Mas, quem sabe, uma boa história bem contada, uma música alegre, piadas irresponsáveis ao redor de copos de chope que balançam e quase caem com as gargalhadas, ah, o bom humor, quem sabe isso também não ajude? O alegre encontro de amigos antigos, rindo-se um do outro (que cabelo é esse, quem cortou? foi o pombo? sim, porque merda na cabeça quem faz é pombo), piadas sem graça que naquele momento ganham risadas e produzem substâncias químicas e movimentam as glândulas todas e exercitam os músculos da face, dão mau jeito nas costas ao abaixar-se para pegar os óculos que a risada derrubou. E vão os dois, rindo-se, atrás de um quiroprático (quem? o Mário. Que Mário?).
Há algum tempo comecei a achar que a gente vence os problemas e os problemas criados pelos de-mal-com-a-vida atirando a nossa alegria na cara dos outros, mostrando que nada que eles façam pode nos derrubar. E chegei a falar isso, em público, uma vez. Não deu muito certo e tive que fazer alguns ajustes, mas acho que, no fundo, é isso mesmo.

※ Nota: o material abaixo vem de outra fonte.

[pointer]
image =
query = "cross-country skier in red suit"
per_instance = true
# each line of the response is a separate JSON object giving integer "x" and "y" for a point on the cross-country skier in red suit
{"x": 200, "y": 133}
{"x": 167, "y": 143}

Não, não vou contar, fiquei com muita vergonha. Tá pensando que eu vou me expor assim? Tá bom, eu conto. No ano passado, na greve da Gazeta Mercantil, em São Paulo, chegou o momento de voltar para a redação. Alguém levantou, na Assembléia, a questão de como deveríamos nos comportar, porque os fura-greve poderiam fazer provocações. O bem humorado aqui, este alegre bobo que vos fala levantou-se e fez um discurso daqueles.
Sabe quando a gente fala o que tem vontade e depois que termina de falar descobre que deveria ter pensado melhor? Sabe quando a gente, depois que termina, fica com aquela sensação de que deveria ir imediatamente visitar aquela tia distante, bem distante, no Acre, por exemplo? Pois é: falei que a gente deveria ignorar os fura-greve, “esmagá-los com a nossa alegria” (sic) porque fizemos um movimento bonito, agimos decentemente, etc e tal. Como se diz modernamente, “oh my God!”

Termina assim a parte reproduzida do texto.